Pero, ¿cómo entender el papel de los datos en esta nueva estructura? ¿Qué son los datos en su esencia? O, dicho de otra manera, ¿se puede equiparar el incremento en la producción de datos con el incremento en la producción de información? Más importante todavía: ¿esta nueva información necesariamente se traduce en mayor conocimiento?

Los datos, en su definición más elemental, son valores numéricos que representan una realidad abstracta. La información es el refinamiento de esos datos. Es decir, el valor que se extrae de datos inconexos que se convierten en información cuando se conectan y relacionan. La información, a su vez, se destila y, con la experiencia, se convierte en conocimiento. Cambia, por tanto, la forma en la que procesamos y ordenamos la gestión del conocimiento. Y, como consecuencia, cambia la forma en la que se estructura la esfera y opinión pública. Me centro aquí específicamente en la transformación que ello supone para la intersección del periodismo y la rendición de cuentas.

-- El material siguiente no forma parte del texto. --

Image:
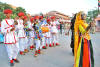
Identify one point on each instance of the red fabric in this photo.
(48, 20)
(46, 45)
(57, 43)
(41, 17)
(7, 11)
(32, 19)
(86, 61)
(21, 14)
(53, 44)
(7, 31)
(39, 51)
(11, 61)
(50, 45)
(43, 47)
(53, 17)
(21, 52)
(25, 17)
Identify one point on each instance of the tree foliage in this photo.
(4, 6)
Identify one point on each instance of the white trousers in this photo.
(43, 42)
(31, 41)
(12, 50)
(26, 43)
(54, 38)
(48, 40)
(22, 44)
(37, 42)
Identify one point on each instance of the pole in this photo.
(98, 6)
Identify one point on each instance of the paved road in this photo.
(59, 56)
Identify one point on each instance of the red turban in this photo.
(41, 17)
(48, 20)
(7, 11)
(32, 19)
(25, 17)
(53, 17)
(21, 14)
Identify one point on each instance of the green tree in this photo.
(92, 15)
(19, 9)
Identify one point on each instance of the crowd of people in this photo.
(25, 33)
(81, 42)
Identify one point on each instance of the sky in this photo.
(67, 7)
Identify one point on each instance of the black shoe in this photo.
(11, 64)
(17, 61)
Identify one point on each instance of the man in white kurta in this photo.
(31, 34)
(54, 31)
(21, 33)
(10, 37)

El desprestigio de la prensa, en parte, se explica por su crisis de credibilidad. Con la masificación de internet a mediados de la década de los noventa, la ya tocada naturaleza vertical, unidireccional y en muchos casos elitista —o, peor, populista— de los mass media, dio paso en una primera etapa a la democratización de la opinión (encarnada por el surgimiento y ascenso de medios sensacionalistas como el Huffington Post en Estados Unidos). Más medios, más canales, más opiniones. Se ampliaba y atomizaba la esfera pública con la diversidad de puntos de vista como bandera. Un soplo de aire fresco en el rancio ambiente de los medios, sin duda; pero muy poco aportaría para generar un debate público más rico e informado.

Sin embargo, una segunda etapa más reciente (nuevamente liderada por medios anglosajones) está dando paso a un periodismo basado en el rigor de la estadística y la información cuantificable. Es decir, de los datos. El ejemplo más sobresaliente hasta el momento es el del economista y estadístico Nate Silver. Conocido por su trabajo como analista electoral en Estados Unidos, Silver aplica datos a los datos. Es decir, complementa la naturaleza unidimensional de las encuestas tradicionales con otros indicadores que le ayudan a construir modelos de análisis más robustos y complejos. Analiza encuestas, pondera su desempeño histórico e incorpora series de información demográfica y electoral. Utilizando este método produjo un análisis más preciso y estable del estado de la elección presidencial de 2012 que cualquiera de los medios tradicionales —o los tertulianos— que se empeñaron en caracterizar la contienda como una lucha empatada (Romney en ningún momento igualó a Obama en los números del Colegio Electoral).

Y, así como cambia la base del análisis de las encuestas electorales, otros medios comienzan a utilizar grandes repositorios de datos como nuevas fuentes de información y base de una conversación pública más fundamentada en el rigor del análisis y menos en el abuso de las opiniones. Silver lo resumió bien en una entrevista reciente: “Ahora se trata de los números —con todas sus imperfecciones— versus la demagogia de las opiniones”.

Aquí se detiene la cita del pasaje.